Dr. Brant said Control understaffing was not a contributing problem.

“There was consistency between all of the interviewees, they thought there were enough staff and a good mix of cases at the time. One thing … which is a lesson to learn from that is to make sure we fully implement a buddy system.”

“What that means is that every time someone actually puts on their PPE, they are watched and checked before they go in and out, and care for the patients.”

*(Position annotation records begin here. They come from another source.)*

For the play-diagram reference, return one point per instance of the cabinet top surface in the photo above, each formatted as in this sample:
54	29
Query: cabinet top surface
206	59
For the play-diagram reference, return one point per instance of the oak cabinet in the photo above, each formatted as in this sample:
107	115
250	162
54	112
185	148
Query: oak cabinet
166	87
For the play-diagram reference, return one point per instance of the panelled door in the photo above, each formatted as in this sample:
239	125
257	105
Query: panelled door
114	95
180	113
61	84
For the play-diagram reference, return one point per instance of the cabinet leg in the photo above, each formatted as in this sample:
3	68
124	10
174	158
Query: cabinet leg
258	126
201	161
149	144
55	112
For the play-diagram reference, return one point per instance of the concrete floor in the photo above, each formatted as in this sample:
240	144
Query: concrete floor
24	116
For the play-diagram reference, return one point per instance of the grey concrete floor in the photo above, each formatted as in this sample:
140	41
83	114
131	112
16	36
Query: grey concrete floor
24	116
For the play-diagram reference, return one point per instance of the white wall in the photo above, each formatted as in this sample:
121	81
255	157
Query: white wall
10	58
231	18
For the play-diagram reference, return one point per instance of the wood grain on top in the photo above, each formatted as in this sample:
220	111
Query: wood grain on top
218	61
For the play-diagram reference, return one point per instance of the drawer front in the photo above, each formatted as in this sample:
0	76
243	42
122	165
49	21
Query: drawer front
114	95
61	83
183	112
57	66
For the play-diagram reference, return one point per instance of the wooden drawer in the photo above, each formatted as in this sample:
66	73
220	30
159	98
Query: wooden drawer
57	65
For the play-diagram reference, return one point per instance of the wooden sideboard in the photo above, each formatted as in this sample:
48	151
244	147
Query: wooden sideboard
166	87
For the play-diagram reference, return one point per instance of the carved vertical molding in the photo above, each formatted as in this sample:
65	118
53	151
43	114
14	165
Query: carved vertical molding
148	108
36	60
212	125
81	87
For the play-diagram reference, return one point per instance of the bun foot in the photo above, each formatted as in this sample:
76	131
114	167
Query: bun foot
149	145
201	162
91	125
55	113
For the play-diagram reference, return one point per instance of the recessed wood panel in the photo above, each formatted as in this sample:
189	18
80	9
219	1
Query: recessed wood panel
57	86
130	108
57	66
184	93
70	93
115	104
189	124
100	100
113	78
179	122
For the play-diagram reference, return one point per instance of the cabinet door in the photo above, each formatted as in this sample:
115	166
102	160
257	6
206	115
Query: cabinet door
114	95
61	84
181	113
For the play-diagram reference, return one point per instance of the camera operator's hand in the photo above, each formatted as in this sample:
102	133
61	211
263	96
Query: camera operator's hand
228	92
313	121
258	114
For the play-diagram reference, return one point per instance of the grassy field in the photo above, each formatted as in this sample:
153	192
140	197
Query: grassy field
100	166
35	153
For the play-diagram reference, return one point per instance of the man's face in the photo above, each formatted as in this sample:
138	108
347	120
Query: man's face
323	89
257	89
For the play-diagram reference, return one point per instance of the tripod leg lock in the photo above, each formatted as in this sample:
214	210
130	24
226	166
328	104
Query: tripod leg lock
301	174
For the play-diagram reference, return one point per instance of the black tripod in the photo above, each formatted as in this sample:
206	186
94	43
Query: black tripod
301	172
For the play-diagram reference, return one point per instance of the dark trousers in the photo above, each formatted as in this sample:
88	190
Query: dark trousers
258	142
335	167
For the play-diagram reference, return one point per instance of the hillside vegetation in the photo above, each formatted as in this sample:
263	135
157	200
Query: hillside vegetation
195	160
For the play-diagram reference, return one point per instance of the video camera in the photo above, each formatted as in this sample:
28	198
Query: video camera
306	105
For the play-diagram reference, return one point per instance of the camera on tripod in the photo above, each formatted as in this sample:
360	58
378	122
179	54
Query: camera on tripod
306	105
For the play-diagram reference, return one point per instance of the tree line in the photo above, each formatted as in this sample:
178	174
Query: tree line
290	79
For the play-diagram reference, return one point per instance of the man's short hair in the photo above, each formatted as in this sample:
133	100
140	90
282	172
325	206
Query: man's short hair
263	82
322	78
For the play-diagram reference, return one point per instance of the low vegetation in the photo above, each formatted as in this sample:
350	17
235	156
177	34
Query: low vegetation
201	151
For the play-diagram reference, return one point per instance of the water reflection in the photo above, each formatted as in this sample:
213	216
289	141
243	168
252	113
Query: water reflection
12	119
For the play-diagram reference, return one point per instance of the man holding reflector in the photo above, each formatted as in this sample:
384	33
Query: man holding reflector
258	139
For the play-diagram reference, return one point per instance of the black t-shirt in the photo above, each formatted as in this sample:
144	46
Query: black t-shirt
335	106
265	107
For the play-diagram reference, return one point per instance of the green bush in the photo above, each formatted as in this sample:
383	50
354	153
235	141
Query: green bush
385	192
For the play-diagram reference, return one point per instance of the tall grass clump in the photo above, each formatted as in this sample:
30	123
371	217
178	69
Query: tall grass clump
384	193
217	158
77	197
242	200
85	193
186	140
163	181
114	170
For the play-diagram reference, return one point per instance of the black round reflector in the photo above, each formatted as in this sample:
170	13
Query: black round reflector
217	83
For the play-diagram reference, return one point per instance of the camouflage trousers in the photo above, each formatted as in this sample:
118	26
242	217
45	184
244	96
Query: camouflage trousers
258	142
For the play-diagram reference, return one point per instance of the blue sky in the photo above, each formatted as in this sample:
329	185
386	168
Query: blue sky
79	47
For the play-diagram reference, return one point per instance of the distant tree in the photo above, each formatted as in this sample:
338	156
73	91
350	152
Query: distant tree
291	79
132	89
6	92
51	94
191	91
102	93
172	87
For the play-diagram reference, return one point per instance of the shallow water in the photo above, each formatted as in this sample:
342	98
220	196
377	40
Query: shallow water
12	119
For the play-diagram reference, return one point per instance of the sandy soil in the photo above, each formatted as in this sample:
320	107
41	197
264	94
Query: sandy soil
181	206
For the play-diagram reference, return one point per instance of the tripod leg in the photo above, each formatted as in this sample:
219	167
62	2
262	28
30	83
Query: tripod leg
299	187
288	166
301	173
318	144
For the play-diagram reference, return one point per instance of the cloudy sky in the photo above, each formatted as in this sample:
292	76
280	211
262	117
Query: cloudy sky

Another entry in the report read: “There were problems with the usability of the PPE kit that was supplied regionally: the velcro tabs on the robes were easily loosened creating gaps on the back.

“The initial glasses provided were a frame with removable lenses. The lens was hard plastic that could move when removed. Initially, the lens of the glasses needed to be cleaned, and a few days later alternative lenses containing a disposable lens were provided. Goggles changed to glasses that don’t fit some staff members with staff wearing a tie to keep the goggles in place. “

However, Dr. Brant argued that there was no problem with the quality of the PPE, but the buddy system was necessary to ensure correct use of the equipment.